DNA evidence? According to the linked article,, a guy from the “Centre for Fortean Zoology” [alarms should go off] he handled the “tail” and it was 26 inches long. But the news article doesn’t say what the DNA results were, it only includes a claim that hair samples were sent out for DNA testing.

It’s not that anything was 'faked", nothing needed to be faked. The reporter didn’t see any evidence. The entire story is simply assertions made by a couple of people and the reporter writing down the assertions and printing them. No faking neccesary.

Why are these cats always black? Black cats are easier to see in the daytime than regular tabbies. Why do these cats seem really big? Because modern humans are pretty poor judges of size and distance. And telephoto lenses play with your sense of perspective, even if the person who took the picture isn’t intentionally trying to create a false impression.

But all those photos of dead cats hung up ARE done to deliberately create a false impression. Notice how the supposed giant cat never touches any background object, notice how the place where the ropes attach isn’t included in the photo. There is absolutely no way to tell from the photo how close or how far the dead cat is from the camera. And the reason for that is obvious. Lie the dead cat on a kitchen table next to objects that reveal the scale and it’s easy to tell how big the cat is. Hang the cat in the air, don’t show where the hanging ropes attach, and it’s impossible.

The other photos at don’t seem to show giant cats, but rather regular black cats. There’s nothing I can see in those photos that gives any sense of scale, just cats next to plants. Since you can’t tell how tall the plants are, you can’t tell how big the cats are. And the one where you think you can is a trick. It seems the cat must be gigantic because it’s standing next to a road, photo number 2. But that’s not a road, it’s a path. Look at the scale of the sign.

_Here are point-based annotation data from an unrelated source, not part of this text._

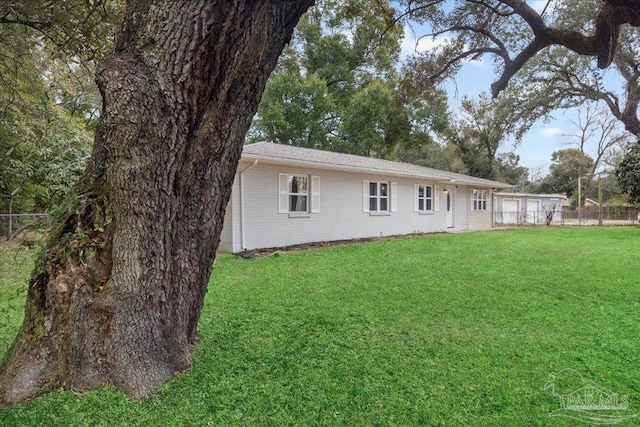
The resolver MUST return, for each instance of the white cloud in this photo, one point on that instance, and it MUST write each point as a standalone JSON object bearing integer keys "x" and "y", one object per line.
{"x": 551, "y": 132}
{"x": 413, "y": 43}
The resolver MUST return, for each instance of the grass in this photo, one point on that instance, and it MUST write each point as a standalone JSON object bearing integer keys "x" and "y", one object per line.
{"x": 441, "y": 330}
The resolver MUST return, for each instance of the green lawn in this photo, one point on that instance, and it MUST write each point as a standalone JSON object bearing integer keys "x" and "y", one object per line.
{"x": 442, "y": 330}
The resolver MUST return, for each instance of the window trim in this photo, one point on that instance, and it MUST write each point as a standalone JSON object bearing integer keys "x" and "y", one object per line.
{"x": 312, "y": 194}
{"x": 424, "y": 198}
{"x": 479, "y": 200}
{"x": 391, "y": 197}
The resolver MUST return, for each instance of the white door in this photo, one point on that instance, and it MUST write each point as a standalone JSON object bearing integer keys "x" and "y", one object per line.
{"x": 450, "y": 206}
{"x": 533, "y": 211}
{"x": 510, "y": 210}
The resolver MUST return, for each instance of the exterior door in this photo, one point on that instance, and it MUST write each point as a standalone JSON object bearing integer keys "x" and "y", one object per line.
{"x": 510, "y": 211}
{"x": 449, "y": 196}
{"x": 533, "y": 211}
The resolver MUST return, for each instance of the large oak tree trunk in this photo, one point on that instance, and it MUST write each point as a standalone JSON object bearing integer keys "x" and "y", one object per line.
{"x": 117, "y": 295}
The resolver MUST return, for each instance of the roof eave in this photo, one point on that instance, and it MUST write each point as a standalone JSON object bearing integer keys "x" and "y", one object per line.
{"x": 321, "y": 165}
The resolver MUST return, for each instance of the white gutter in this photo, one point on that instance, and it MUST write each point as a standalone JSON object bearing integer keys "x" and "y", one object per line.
{"x": 240, "y": 174}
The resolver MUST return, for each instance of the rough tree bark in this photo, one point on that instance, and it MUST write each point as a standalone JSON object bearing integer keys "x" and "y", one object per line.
{"x": 116, "y": 297}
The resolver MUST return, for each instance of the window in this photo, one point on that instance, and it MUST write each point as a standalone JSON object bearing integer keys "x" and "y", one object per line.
{"x": 298, "y": 190}
{"x": 381, "y": 197}
{"x": 378, "y": 196}
{"x": 479, "y": 200}
{"x": 299, "y": 193}
{"x": 424, "y": 198}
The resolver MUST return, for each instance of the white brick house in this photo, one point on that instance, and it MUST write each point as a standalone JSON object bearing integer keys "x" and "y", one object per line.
{"x": 284, "y": 195}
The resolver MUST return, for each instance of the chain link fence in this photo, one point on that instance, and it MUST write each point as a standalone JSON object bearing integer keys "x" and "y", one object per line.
{"x": 14, "y": 224}
{"x": 609, "y": 216}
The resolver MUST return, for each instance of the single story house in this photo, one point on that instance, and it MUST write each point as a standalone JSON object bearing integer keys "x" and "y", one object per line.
{"x": 284, "y": 195}
{"x": 526, "y": 208}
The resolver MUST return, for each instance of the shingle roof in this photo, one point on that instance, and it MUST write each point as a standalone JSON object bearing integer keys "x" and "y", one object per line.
{"x": 282, "y": 153}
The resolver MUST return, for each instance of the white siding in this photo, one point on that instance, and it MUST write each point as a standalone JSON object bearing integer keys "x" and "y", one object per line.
{"x": 341, "y": 215}
{"x": 230, "y": 237}
{"x": 343, "y": 212}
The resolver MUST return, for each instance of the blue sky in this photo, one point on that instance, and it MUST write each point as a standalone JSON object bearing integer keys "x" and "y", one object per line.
{"x": 476, "y": 76}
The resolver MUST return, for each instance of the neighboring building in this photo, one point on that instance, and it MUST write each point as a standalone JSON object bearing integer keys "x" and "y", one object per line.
{"x": 285, "y": 195}
{"x": 590, "y": 203}
{"x": 526, "y": 208}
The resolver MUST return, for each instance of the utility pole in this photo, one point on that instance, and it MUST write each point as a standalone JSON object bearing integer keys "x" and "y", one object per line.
{"x": 579, "y": 200}
{"x": 599, "y": 201}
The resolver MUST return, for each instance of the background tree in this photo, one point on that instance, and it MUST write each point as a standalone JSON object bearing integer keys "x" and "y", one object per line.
{"x": 484, "y": 125}
{"x": 568, "y": 165}
{"x": 116, "y": 296}
{"x": 513, "y": 33}
{"x": 599, "y": 137}
{"x": 565, "y": 79}
{"x": 42, "y": 145}
{"x": 338, "y": 86}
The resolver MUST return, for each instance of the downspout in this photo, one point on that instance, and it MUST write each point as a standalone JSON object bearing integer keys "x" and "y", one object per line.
{"x": 240, "y": 175}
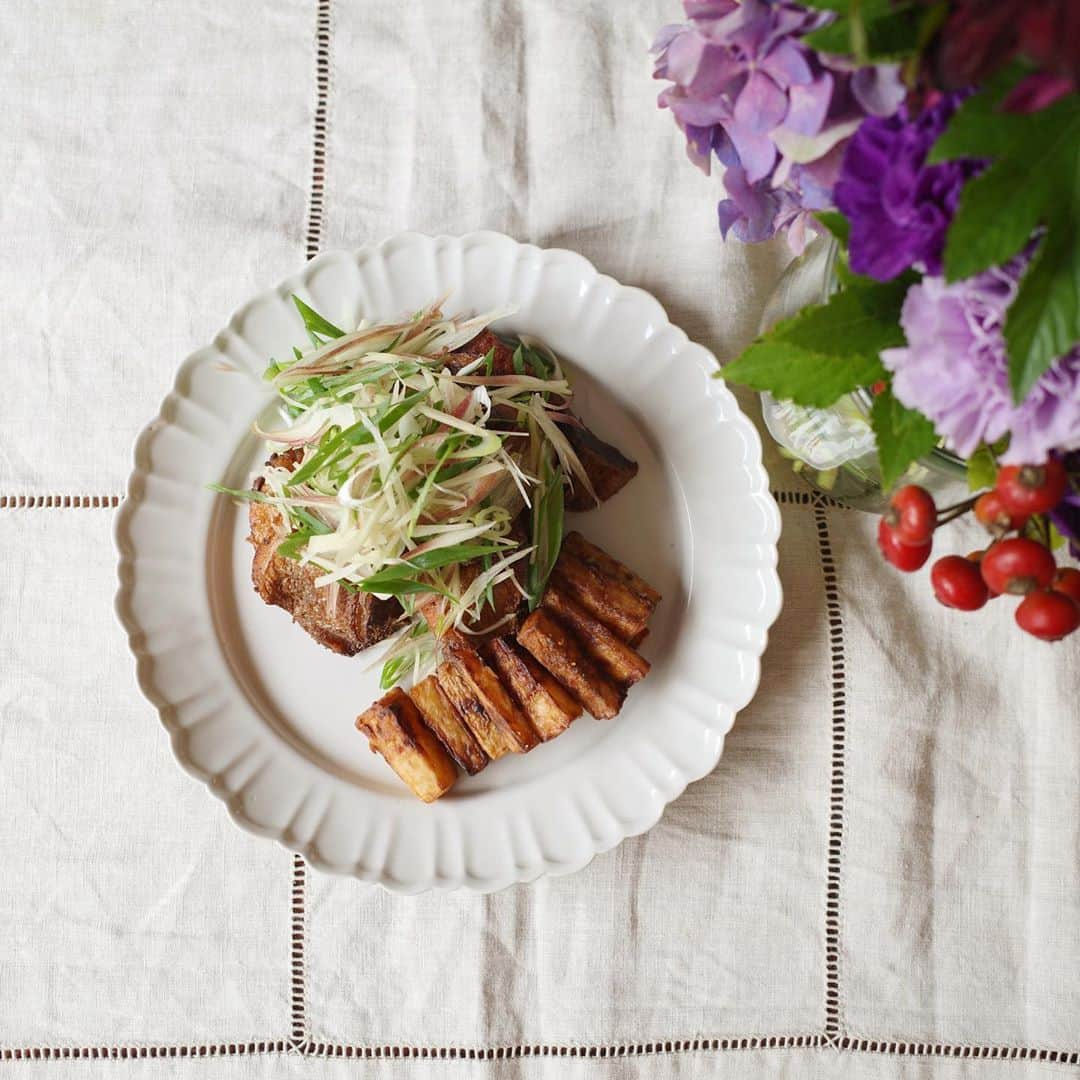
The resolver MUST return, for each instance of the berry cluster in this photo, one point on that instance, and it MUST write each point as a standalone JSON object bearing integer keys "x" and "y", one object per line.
{"x": 1021, "y": 565}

I suppose it could be a giant sign, but the point is that there are no reliable objects near the cat that can give the scale of the cat.

So again, there’s no photoshop involved, just simple tricks and tall tales. These people who shoot giant cats INVARIABLY lose the specimen some way or another and the only thing left is something ambiguous. All it takes is one dead giant cat in the freezer, and a call to the zoology department of the nearest university. But somehow that never seems to take place.

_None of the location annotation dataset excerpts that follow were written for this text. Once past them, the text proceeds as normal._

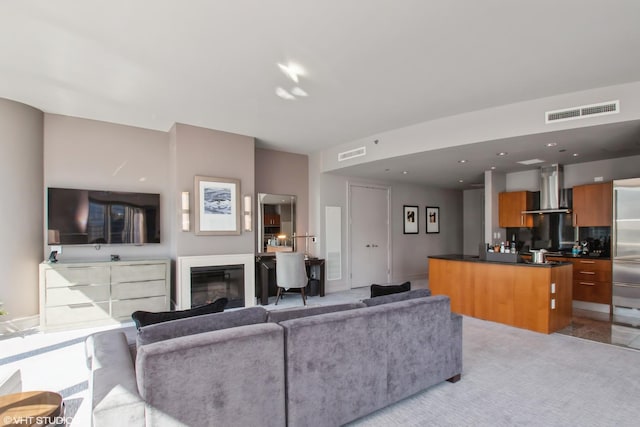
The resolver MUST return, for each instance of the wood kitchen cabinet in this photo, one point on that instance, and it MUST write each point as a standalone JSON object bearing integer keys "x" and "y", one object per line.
{"x": 510, "y": 207}
{"x": 591, "y": 279}
{"x": 593, "y": 205}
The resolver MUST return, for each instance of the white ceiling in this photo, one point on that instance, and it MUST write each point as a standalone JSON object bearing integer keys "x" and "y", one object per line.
{"x": 369, "y": 66}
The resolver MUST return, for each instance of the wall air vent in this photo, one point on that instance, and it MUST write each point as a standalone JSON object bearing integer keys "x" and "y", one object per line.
{"x": 582, "y": 112}
{"x": 351, "y": 154}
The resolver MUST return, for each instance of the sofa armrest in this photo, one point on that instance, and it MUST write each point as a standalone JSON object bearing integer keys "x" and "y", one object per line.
{"x": 230, "y": 376}
{"x": 115, "y": 397}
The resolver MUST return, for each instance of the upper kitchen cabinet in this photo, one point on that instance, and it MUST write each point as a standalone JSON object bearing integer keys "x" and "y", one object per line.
{"x": 511, "y": 205}
{"x": 593, "y": 205}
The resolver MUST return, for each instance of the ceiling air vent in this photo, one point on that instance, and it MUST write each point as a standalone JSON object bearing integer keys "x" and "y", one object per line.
{"x": 611, "y": 107}
{"x": 351, "y": 154}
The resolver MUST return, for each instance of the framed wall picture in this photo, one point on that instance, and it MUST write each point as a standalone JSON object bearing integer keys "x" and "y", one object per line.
{"x": 410, "y": 215}
{"x": 433, "y": 219}
{"x": 217, "y": 206}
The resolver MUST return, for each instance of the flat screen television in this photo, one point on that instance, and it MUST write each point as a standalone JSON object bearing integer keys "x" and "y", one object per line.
{"x": 91, "y": 217}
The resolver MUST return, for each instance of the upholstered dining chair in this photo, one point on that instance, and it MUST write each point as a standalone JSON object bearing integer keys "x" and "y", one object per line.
{"x": 291, "y": 273}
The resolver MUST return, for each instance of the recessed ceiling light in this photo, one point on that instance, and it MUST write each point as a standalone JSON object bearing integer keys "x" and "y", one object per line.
{"x": 297, "y": 91}
{"x": 530, "y": 162}
{"x": 282, "y": 93}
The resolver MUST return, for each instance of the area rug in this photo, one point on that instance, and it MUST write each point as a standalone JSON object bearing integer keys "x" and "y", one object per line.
{"x": 515, "y": 377}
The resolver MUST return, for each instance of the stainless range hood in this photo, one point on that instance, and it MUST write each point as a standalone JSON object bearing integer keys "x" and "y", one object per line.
{"x": 553, "y": 197}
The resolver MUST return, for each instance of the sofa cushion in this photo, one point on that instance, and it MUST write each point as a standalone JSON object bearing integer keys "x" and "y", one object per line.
{"x": 195, "y": 325}
{"x": 385, "y": 299}
{"x": 146, "y": 318}
{"x": 380, "y": 290}
{"x": 276, "y": 316}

Meh. The feral cats aren’t going to be a long-term problem. First thing you know, the drop-bears’ll clear them out.

Actaully, feral cats are a huge problem in Australia. They’re a non-native invasive species and are routinely shot on sight. They aren’t such a big problem in North America or Europe because we had (and still have in many cases) plenty of species of small wild cats so the population of native animals isn’t naive to cat predation.

Steve Irwin had a few scenes in one episode of his show where he and Terry were catching feral cats in Australia. He also said they were very big, but when they caught them in nets and showed them up close, they didn’t seem any larger than normal cats - just very cranky and hissy.

Also as mentioned it’s true that many “normal” cats are actually longer than you might think… we have a 2/3 grown maine-coon type cat… only 11-12 lbs… and he can stand on his toes and reach my belt with his front paws. Then there are just plain old big cats; just like there are big people. Shaq isn’t the result of a band of feral black men living in the hills of LA feeding on visiting tourists, nor is he a human-bigfoot hybrid.